Chris' full question: This is Chris Swan, I am one of the cloud editors at InfoQ, I am here with Anil. Anil, earlier this afternoon at QCon, did a presentation on Mirage OS so I am going to try and ask him questions about different things. But if we could start out, Anil, with you just introducing yourself, and talking a bit about the background and what got you to Mirage OS in the first place.
I am Anil Madhavapeddy, I am faculty at the University of Cambridge and I was on the founding team of Xen hypervisor. This was a research project that we started in 2002, quite a while back, and it came out of a long line of research into operating systems, trying to figure out what exactly to structure these operating systems and Xen was just in the right place at the right time and it happened to be a really nice way to run virtual machines in a very safe and controlled fashion, but crucially without breaking any backwards compatibility. So a lot of people who adopted Xen did it because they could run all of their Linux virtual machines and their Windows virtual machines really easily using open source software.

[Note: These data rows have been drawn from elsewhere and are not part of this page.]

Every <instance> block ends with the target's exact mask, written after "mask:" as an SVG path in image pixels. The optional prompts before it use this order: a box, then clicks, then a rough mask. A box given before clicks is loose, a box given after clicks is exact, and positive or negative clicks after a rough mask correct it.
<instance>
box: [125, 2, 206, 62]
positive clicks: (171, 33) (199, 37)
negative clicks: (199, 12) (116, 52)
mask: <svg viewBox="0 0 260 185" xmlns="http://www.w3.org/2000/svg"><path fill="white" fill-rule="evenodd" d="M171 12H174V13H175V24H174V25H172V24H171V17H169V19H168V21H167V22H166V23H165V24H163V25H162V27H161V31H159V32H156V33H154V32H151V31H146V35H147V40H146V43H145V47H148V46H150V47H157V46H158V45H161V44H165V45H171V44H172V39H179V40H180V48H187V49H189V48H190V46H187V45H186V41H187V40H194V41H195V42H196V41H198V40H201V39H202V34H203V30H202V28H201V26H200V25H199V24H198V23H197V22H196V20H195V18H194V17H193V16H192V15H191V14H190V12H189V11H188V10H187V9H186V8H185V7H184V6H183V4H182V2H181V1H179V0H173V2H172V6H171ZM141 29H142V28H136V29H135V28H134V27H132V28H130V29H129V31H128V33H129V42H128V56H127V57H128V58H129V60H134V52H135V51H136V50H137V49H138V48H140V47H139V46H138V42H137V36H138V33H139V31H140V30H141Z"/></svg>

So I ran a lot of the engineering operations in XenSource, which commercialized Xen, and the thing that I wanted to do after that whole crazy ride was to come back to academia and try to figure out how to build operating systems that run specifically under Xen, so I started exploring how to build very small compact specialized operating systems and that turned into Mirage OS and the intuition was that we could get rid of gigabytes and gigabytes of unnecessary code that we spend a lot of time in Xen making sure it works in exactly the same way, and just eliminated it entirely from the operating system stack. So this was really my attempt to get away from Xen and come up with new operating systems architectures for a very modern cloud with attacks coming from everywhere and people charging for all the resource you use and distill it down into this very concrete project that we now call Mirage OS.
Chris' full question: Within the software world in general it feels to me like Moore’s law has allowed us to bloat and it also feels to me that it may not be the next couple of years, but sometime that party is going to come to an end. So, are you preparing us for the next generation where we are starting to have to think about all that optimization we’ve left on the table for decades now?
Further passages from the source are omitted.